Segundo ele, apesar de certa movimentação no setor, uma grande parcela dele não se une pelos mesmos objetivos, como é o caso dos motoristas de aplicativo como 99 e Uber, por exemplo. Para ele, essa divisão é uma possível explicação para o fracasso do movimento.

“Houve uma ruptura no grupo e na discussão, e isso dificulta ainda mais a busca por entendimento e o alcance de uma regulamentação que efetivamente consiga proteger esses trabalhadores”, afirmou.

Frágil minoria no Congresso atrapalha Lula

Manzano explica que as iniciativas estão paradas no Congresso Nacional, sem perspectiva de resolução em prol de uma legislação para proteger os trabalhadores. Para ele, esse é um fator significativo que deve ser levado em consideração se o objetivo é seguir o exemplo mexicano.

Opera Mundi questionou Montiel sobre a oposição da direita mexicana em relação à transformação no setor trabalhista. O economista afirmou que apesar de “certa resistência”, a reforma não afetava os interesses da classe.

Porém, no Brasil, o cenário não é o mesmo. Manzano afirmou que as diferenças das condições políticas entre os dois países é um “fator importante que deve ser assinalado”.

“Obrador e Sheinbaum têm maioria assegurada na Câmara e no Senado. Já no Brasil, o presidente Lula não tem maioria nas casas. Muito pelo contrário, tem uma frágil minoria e muito mais dificuldade para aprovar qualquer projeto mais ambicioso, progressista e protetivo em relação aos direitos trabalhistas”, analisou o especialista.

Para Manzano, essa configuração política “desestimula” o governo Lula a apresentar “qualquer projeto mais ousado de garantia dos direitos e do reconhecimento dos vínculos de trabalho” de pessoas que atuam por meio das plataformas digitais.

O também pesquisador do Centro de Estudos Sindicais e de Economia do Trabalho (Cesit) da Unicamp reconheceu os avanços alcançados no México, em especial em relação à aposentadoria, remuneração em caso de licença médica e licenças de maternidade e paternidade. Por outro lado, não vê o Brasil encontrando “boas saídas” para a questão.

“Na melhor das hipóteses, os trabalhadores farão uma contribuição mínima, similar ao que acontece com os Microempreendedores Individuais (MEI), que fazem um pagamento mensal único referente aos impostos, e nessa quantia está incluído um valor pequeno para o Instituto Nacional do Seguro Social (INSS). Isso significa que, no melhor cenário, esses trabalhadores vão se aposentar com um salário mínimo”, explicou.

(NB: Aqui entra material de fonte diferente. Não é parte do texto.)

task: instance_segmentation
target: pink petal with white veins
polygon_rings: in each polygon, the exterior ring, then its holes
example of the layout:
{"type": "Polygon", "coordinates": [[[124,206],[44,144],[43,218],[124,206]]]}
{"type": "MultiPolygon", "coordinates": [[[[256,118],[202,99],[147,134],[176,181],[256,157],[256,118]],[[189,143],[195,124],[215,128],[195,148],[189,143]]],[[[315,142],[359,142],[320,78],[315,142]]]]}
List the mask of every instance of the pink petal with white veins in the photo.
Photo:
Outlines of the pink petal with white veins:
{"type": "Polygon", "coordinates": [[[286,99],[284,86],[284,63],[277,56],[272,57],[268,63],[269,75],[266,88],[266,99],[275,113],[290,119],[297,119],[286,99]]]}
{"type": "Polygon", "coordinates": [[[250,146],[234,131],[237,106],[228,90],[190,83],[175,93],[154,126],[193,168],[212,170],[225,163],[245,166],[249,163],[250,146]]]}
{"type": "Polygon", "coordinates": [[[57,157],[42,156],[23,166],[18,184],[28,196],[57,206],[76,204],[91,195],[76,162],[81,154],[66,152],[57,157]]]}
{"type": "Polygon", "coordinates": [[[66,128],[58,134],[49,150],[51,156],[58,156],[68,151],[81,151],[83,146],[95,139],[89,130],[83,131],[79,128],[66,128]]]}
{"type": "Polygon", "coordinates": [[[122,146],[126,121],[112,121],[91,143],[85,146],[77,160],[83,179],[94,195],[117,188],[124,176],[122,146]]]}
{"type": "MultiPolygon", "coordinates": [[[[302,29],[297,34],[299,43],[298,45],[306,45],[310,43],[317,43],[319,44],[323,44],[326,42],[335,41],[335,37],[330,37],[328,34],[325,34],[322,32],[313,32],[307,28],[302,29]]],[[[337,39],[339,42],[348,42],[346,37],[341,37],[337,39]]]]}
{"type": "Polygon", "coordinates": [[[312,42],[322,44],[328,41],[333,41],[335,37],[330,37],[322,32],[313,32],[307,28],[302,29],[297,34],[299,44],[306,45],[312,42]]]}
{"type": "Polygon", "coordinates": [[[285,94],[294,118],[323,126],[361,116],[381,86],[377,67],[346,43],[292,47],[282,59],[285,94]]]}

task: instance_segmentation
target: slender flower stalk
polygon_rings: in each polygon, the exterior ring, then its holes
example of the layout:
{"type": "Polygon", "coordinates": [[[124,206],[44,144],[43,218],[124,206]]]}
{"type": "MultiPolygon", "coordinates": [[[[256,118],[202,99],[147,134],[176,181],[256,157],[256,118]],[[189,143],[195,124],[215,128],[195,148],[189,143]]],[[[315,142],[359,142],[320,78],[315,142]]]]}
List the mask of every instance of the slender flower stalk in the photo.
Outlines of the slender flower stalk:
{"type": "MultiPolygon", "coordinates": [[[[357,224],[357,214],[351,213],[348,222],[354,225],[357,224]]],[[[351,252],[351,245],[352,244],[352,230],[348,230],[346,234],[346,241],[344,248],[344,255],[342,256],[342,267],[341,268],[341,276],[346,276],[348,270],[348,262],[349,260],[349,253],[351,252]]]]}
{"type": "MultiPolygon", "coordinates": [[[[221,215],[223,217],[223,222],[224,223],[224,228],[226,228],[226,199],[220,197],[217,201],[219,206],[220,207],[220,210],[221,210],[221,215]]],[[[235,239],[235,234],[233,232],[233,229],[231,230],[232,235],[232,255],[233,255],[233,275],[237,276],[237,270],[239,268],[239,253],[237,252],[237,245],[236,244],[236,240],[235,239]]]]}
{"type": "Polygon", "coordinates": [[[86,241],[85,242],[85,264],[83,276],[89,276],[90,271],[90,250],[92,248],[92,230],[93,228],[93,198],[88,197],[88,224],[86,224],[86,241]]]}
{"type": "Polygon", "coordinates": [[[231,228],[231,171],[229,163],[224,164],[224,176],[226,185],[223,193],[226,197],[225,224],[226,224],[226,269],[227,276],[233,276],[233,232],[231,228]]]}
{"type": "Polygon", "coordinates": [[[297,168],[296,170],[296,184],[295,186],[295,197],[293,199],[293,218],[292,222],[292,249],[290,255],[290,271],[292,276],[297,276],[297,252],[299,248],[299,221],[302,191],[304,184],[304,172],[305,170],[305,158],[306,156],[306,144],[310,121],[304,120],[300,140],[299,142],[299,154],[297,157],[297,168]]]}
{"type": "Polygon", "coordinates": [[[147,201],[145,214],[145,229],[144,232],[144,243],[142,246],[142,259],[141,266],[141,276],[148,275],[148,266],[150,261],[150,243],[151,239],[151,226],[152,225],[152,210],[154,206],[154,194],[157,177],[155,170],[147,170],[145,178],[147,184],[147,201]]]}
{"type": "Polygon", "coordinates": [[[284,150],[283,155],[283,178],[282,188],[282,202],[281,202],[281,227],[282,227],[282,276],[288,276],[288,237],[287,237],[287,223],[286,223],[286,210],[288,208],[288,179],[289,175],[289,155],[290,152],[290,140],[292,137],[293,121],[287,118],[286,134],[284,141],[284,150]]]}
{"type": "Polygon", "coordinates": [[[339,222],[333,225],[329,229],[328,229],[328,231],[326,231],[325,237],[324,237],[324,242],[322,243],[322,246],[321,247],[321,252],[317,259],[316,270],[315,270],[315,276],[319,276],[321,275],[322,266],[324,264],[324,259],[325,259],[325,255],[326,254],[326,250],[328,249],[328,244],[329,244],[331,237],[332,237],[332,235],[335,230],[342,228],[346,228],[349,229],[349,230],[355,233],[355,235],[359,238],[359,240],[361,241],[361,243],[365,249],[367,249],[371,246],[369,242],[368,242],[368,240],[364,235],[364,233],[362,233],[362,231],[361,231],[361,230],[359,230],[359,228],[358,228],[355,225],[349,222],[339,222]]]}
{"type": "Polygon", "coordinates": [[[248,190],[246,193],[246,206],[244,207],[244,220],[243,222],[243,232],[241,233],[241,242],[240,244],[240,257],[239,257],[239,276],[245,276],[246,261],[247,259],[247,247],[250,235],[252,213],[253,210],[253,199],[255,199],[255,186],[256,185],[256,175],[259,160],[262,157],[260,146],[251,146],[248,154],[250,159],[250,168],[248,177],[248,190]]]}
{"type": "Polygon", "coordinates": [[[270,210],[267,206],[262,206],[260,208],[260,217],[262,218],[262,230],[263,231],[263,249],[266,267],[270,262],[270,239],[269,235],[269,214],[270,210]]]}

Manzano ainda explicou que, mesmo que essa mudança ocorra, ela está acompanhada de problemas porque será exigido do trabalhador que ele contribua ao longo de toda a sua vida, por pelo menos 30 a 35 anos. “Mas nas condições do mercado de trabalho brasileiro, para uma boa parte da população, é muito pouco provável que consigam manter esses anos de contribuição regular”, detalhou.

Diante deste cenário, o “resultado final” da categoria é que, mesmo com a contribuição “é muito pouco provável que os trabalhadores tenham direito assegurado à aposentadoria, de modo que, após os 65 anos de idade, ainda precisarão solicitar o Benefício de Prestação Continuada (BPC), assistência social concedida pelo governo brasileiro por não terem aposentadoria.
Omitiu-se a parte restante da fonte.